Scott Daniels | July 29, 2011
Tuesday we reported that Judge Sam Sparks had granted a limited, three-month stay of the infringement action, MONKEYmedia v. Apple et al., A-10-CA-319 (W.D. Tex.), pending completion of reexaminations of the three patents-in-suit. And he ordered the PTO to expedite the reexaminations.
Now, however, Judge Sparks has had second thoughts.

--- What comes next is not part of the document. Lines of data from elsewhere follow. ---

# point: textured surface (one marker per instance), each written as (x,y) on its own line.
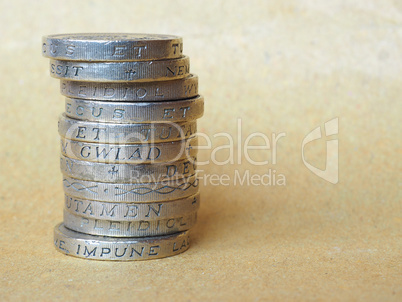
(283,67)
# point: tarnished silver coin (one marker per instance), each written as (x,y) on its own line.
(112,47)
(161,70)
(120,211)
(127,173)
(136,192)
(133,92)
(139,228)
(166,152)
(139,112)
(118,249)
(111,133)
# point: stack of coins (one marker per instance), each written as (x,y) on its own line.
(128,137)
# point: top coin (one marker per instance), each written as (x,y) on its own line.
(112,47)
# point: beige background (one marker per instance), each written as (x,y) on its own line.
(280,66)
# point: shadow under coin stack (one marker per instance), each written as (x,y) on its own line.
(128,137)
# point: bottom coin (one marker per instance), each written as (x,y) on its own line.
(118,249)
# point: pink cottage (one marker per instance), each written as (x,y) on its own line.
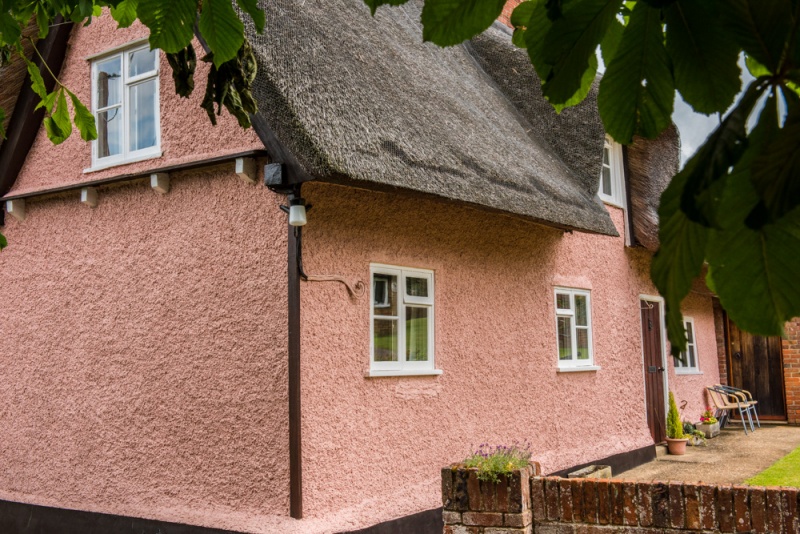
(177,358)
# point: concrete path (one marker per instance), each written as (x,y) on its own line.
(730,458)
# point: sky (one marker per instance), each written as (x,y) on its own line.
(696,127)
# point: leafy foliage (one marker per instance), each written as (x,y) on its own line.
(674,424)
(735,205)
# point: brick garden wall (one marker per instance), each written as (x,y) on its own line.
(791,370)
(553,505)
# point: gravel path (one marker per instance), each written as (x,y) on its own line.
(730,458)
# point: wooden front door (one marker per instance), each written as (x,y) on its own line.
(755,363)
(653,348)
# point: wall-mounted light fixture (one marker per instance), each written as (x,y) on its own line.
(297,212)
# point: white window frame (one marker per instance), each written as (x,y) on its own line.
(682,368)
(617,196)
(127,156)
(574,363)
(402,367)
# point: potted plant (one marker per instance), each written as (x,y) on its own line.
(708,424)
(676,441)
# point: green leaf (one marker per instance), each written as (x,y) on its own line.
(257,14)
(58,125)
(42,21)
(760,27)
(125,12)
(48,101)
(679,259)
(711,163)
(221,28)
(562,51)
(610,43)
(755,271)
(704,57)
(637,91)
(755,68)
(37,82)
(375,4)
(450,22)
(84,119)
(522,14)
(171,23)
(776,169)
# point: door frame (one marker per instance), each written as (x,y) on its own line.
(655,300)
(729,369)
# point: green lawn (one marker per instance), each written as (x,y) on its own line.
(784,472)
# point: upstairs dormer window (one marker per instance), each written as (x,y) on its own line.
(125,103)
(612,176)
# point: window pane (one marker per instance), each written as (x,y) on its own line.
(416,334)
(582,335)
(385,340)
(141,61)
(143,115)
(384,294)
(109,132)
(109,82)
(581,313)
(564,338)
(416,287)
(606,181)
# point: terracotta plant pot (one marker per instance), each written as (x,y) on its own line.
(677,446)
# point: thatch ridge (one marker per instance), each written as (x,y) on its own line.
(361,97)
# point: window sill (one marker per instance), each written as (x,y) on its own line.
(581,369)
(403,372)
(119,163)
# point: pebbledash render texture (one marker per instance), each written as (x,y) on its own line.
(553,505)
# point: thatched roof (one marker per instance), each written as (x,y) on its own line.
(362,100)
(651,164)
(13,74)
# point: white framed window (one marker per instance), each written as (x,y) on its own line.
(612,174)
(401,321)
(687,363)
(574,328)
(125,101)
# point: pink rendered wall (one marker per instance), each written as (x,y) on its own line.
(186,133)
(372,446)
(143,347)
(144,354)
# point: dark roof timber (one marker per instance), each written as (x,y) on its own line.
(361,100)
(26,120)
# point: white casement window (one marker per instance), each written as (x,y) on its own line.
(401,321)
(687,363)
(126,106)
(612,174)
(574,328)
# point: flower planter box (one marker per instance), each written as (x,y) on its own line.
(469,502)
(592,471)
(710,431)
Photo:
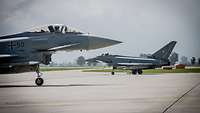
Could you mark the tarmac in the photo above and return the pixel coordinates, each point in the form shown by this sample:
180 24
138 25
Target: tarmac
91 92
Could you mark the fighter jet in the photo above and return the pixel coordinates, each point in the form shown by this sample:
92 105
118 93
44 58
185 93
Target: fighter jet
23 52
137 64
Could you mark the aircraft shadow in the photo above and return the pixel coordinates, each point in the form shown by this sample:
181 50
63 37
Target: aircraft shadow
69 85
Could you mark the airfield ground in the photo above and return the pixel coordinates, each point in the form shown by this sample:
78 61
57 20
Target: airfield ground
74 91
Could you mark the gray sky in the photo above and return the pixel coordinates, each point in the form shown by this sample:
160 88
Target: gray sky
143 25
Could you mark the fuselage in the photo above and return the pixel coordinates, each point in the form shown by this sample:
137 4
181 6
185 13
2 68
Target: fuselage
36 46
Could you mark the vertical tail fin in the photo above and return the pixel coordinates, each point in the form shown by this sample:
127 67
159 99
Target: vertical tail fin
164 52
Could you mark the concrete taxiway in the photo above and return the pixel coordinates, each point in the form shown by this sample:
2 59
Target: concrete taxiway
83 92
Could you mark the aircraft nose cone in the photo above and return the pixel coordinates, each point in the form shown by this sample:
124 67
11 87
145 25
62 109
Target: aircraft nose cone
98 42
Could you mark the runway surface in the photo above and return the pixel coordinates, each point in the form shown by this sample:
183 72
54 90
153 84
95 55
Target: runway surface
83 92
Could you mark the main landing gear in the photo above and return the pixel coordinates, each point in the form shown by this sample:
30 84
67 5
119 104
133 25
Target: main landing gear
113 72
39 81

Someone informed him that the patentee MONKEYmedia had filed motions at the PTO for extensions of time to answer pending rejections, and that when the PTO denied the motions, MONKEYmedia had asked the PTO for reconsideration. (In fact, MONKEYmedia requested two-month extensions in two of the reexaminations and a one-month extension in the third).

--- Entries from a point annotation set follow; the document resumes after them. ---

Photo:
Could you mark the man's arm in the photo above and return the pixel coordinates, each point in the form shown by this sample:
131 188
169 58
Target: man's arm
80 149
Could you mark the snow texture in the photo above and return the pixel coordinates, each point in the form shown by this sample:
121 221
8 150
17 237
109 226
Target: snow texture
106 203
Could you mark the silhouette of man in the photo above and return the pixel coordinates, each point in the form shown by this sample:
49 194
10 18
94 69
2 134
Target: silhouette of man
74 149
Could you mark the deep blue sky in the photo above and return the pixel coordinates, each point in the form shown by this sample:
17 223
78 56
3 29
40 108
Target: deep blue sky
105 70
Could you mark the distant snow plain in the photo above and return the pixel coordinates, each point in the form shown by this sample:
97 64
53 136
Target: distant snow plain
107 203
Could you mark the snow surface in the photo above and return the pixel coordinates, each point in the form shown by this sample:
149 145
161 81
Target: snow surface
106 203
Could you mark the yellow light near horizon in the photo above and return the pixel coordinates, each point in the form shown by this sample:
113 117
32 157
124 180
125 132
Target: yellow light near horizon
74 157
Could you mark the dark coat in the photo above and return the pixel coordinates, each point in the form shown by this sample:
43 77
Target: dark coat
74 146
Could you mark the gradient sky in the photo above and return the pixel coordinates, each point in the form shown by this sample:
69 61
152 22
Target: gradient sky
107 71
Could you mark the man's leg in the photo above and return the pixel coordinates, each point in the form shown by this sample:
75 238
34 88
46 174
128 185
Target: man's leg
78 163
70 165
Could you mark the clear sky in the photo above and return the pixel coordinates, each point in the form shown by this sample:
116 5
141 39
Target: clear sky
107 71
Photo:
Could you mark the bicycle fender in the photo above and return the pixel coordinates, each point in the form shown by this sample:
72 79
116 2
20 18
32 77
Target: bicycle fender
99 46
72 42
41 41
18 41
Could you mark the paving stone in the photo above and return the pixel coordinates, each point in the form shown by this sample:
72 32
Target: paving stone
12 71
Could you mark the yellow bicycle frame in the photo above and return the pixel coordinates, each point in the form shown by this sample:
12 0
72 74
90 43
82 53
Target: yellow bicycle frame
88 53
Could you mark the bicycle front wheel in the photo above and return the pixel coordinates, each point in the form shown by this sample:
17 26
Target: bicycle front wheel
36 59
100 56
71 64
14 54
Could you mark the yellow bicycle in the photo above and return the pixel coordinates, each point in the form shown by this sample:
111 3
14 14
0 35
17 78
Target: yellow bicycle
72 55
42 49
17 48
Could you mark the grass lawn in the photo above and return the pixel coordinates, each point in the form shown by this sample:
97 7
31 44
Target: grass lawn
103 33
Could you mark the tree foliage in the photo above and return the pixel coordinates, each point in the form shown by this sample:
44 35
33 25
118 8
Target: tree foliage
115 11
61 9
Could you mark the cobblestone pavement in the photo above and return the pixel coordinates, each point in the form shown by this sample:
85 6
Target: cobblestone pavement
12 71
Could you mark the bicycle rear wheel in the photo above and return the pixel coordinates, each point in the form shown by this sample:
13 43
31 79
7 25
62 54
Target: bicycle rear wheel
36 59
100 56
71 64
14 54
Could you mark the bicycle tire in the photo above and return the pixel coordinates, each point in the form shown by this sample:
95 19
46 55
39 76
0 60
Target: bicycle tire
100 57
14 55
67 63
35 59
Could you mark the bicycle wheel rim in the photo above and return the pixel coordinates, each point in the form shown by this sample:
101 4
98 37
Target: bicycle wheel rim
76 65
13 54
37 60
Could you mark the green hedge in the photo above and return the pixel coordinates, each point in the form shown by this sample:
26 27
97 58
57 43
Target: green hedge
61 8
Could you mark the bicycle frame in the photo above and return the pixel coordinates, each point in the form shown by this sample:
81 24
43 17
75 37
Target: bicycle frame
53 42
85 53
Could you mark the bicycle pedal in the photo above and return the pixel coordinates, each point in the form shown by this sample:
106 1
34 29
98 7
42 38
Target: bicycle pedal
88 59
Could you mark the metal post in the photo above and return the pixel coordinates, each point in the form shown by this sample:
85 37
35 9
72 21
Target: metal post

In a second order dated Wednesday, Judge Sparks stated the obvious: “the PTO cannot expedite its reexamination if the parties drag their feet.” The Judge indicated that he had limited the stay in his first order to three months because “MONKEYmedia in particular was adamant [that] any delay would be both wasteful and inequitable.” The patentee’s requests for extensions of time in the reexaminations, however, have changed his sympathies on the matter. “[B]ecause MONKEYmedia is apparently no longer in a hurry, neither is the Court.” Accordingly, the Judge has extended the stay until the reexaminations “come to a final conclusion, a process whose length will be dictated primarily by the actions of the parties before the PTO.”

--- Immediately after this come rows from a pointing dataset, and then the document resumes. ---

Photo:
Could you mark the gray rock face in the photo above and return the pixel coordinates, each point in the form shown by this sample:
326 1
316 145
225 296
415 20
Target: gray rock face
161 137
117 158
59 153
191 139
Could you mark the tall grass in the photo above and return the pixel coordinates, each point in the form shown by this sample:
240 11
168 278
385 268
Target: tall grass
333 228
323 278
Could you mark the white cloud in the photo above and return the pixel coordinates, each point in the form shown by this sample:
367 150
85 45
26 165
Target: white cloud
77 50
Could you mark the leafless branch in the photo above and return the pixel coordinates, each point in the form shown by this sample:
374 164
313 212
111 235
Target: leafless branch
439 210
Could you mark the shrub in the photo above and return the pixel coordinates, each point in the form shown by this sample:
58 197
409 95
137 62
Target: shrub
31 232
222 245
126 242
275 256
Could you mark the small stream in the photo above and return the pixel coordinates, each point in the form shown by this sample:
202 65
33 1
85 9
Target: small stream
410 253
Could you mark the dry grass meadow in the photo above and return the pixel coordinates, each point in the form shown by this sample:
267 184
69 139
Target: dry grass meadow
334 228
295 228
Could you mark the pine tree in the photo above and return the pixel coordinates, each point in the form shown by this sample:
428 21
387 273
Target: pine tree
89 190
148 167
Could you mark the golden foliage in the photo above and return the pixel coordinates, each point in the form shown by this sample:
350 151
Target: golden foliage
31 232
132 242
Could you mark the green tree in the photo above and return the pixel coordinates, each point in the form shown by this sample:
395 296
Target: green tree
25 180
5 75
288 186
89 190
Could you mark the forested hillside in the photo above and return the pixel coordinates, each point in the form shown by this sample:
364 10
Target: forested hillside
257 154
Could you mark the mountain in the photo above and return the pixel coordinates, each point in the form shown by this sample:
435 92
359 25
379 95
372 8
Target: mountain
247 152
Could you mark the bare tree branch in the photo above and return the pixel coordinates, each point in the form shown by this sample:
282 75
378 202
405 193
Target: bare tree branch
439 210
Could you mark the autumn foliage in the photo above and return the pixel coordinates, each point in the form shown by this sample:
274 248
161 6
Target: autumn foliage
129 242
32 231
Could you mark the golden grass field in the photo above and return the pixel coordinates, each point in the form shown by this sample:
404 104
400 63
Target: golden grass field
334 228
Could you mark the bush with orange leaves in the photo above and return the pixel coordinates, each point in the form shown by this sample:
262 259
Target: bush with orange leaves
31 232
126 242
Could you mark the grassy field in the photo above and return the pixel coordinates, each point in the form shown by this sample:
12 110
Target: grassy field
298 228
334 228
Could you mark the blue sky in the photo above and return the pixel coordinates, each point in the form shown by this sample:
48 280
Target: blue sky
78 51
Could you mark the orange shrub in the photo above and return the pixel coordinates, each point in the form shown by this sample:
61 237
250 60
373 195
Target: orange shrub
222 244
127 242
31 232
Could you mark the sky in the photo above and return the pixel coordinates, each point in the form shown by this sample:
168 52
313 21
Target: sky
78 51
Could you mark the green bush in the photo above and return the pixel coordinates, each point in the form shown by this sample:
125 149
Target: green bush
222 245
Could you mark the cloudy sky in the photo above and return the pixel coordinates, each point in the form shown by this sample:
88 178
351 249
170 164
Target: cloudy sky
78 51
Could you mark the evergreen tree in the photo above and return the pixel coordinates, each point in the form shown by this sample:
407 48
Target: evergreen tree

Clearly, Judge Sparks was irritated with what he perceived to be contradictory positions taken by MONKEYmedia in his court and at the PTO on the effect of reexamination delay. Still, the deadlines faced by a patentee in reexamination are often severe. And it is not necessarily inconsistent for a patentee to want extensions at the PTO and to resist a stay of its infringement litigation. In any event, all parties must consider the effect that their arguments in one forum would have in other forums.